Believe it or not, one of my favorite past jobs was being a grocery store cashier. I loved the quick pace, short interactions, and the relationships built with regulars.
I even got a kick out of customers throwing tantrums and took the brunt of their anger for their mistakes or the store’s shortcomings. After Target’s security breech in 2013, there was an avalanche of reasonably frustrated customers dealing with the repercussions of fraud and/or protecting their assets by changing all their accounts.
Since then, much of the country has implemented a chip-embedded card system. The intent is to make fraud harder, but it can’t protect against all nefarious actions.
Some Sam’s Club members at a Missouri store are outraged. After numerous complaints about fraudulent purchases appearing from Sam’s Club and the neighboring Walmart, a young cashier has been arrested for seemingly running an elaborate — though ill-thought-out — scam.
For a while now, most card-based transactions occur without ever handing the cashier your plastic. Becoming mainstream in the late 90s and early 2000s, this slowed down fraud occurring from workers stealing your card information.
It’s not mentioned if this Sam’s Club hasn’t adopted such a system or if the cashier’s lane’s transaction box “conveniently” didn’t work, but one cashier still managed to get her hands on people’s cards. Then, while they were distracted with their purchase, she would either “forget” to hand the card back or return a fake card to the customer.
Customers would then leave and not realize until later that there were extra purchases, their card was missing, or that it didn’t work. The thieving cashier was caught on camera making the slip on multiple occasions — one time slipping the stolen card into her shoe!
While the cashier’s sleight-of-hand may have been impressive, what she did next probably made it easier for her to be identified and captured. The Sam’s Club cards she stole had MasterCard logos, allowing them to be used as regular credit cards.

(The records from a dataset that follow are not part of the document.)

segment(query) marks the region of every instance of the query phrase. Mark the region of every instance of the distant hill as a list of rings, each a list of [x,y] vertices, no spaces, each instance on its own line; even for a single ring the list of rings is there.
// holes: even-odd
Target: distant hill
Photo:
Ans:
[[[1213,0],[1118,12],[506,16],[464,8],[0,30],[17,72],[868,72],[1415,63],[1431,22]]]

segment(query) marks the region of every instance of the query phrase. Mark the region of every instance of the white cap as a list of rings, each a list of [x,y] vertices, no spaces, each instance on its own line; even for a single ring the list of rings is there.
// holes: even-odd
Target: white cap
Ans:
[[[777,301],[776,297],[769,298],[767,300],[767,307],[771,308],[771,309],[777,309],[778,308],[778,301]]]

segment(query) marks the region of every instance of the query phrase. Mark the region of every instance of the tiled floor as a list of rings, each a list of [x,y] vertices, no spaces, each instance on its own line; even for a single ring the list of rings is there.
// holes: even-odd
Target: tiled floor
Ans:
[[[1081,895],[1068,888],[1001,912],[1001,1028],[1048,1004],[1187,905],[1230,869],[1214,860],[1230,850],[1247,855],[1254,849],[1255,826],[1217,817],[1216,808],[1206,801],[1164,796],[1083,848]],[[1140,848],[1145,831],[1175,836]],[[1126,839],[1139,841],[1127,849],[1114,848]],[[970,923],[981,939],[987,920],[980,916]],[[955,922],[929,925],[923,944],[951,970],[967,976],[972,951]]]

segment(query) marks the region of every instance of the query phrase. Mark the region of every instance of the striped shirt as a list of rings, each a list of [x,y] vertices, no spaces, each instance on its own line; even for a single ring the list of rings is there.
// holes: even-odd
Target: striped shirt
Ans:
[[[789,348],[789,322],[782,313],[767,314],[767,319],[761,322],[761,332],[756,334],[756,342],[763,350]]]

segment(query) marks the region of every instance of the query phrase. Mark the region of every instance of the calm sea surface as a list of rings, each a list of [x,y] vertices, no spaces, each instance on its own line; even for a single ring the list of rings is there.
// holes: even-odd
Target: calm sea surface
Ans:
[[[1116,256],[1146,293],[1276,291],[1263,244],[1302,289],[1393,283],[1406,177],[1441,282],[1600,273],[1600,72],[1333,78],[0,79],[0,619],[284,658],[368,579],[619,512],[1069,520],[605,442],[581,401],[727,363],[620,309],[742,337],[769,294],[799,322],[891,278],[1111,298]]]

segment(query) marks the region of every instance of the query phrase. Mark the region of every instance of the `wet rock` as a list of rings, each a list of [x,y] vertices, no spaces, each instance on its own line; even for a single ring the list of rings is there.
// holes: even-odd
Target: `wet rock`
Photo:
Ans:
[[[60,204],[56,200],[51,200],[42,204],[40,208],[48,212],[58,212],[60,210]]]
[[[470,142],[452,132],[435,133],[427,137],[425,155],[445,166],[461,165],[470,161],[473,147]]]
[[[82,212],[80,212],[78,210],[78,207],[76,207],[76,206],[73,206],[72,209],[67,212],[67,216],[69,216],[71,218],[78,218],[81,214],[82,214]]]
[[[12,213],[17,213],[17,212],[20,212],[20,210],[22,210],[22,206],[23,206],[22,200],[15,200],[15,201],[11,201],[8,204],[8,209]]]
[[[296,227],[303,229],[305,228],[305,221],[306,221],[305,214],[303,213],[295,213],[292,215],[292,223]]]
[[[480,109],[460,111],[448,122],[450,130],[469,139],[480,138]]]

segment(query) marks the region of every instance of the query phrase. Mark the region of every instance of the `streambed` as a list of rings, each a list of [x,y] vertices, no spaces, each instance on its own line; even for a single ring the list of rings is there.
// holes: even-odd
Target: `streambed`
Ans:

The cashier used the cards to make purchases at her own job or at the Walmart next door. As Walmart owns Sam’s Club, this made investigation and the collection of evidence very easy.
While this appears to be an open-and-shut case, consumer fraud is usually harder to track and often goes unnoticed by the consumer for too long — making prosecution harder. Anyone who has fought fraudulent purchases or experienced identity theft knows how painstaking and frustrating it is to put your affairs back in order.
Therefore, officials have stressed that being vigilant about protecting your assets in the first place is key to staying ahead of criminals. Still, it’s estimated that 46% of US consumers have been victim to credit fraud in the last five years!
While protecting the physical card may be habit, as we shift to a digital consumer market, there are vulnerabilities that we have to be more careful about. More than embarrassing pictures an browser histories, an unlocked phone is a direct link to everything in your wallet.
Officials also flag online shopping and banking from public computers or unsecured networks. Be sure to shred unneeded financial statements, don’t just throw them away.
Despite every store having their own credit-based store cards, officials suggest that carrying a limited amount of plastic provides better protection. Certainly less plastic means less chances of credit card debt, but it also means you’re more likely to notice a missing card and are less vulnerable if your wallet is lost.
At the same time, it’s suggested that you use credit when making purchases as credit accounts tend to have better fraud protections for consumers. That choice should be weighed against your financial situation as it’s easy to get into unmanageable credit debt when you condition yourself to swipe on credit.
It’s natural — although dangerous — to be distracted in the checkout line. You’re trying to make sure you got everything, you’re thinking about the next thing you have to do, and you might even be juggling kids or recovering from an annoying shopping interaction.
When a criminal sees opportunity, however, that is when they will strike. Keep yourself and your family safe by adopting safer consumer habits including keeping a watchful eye on your card statements.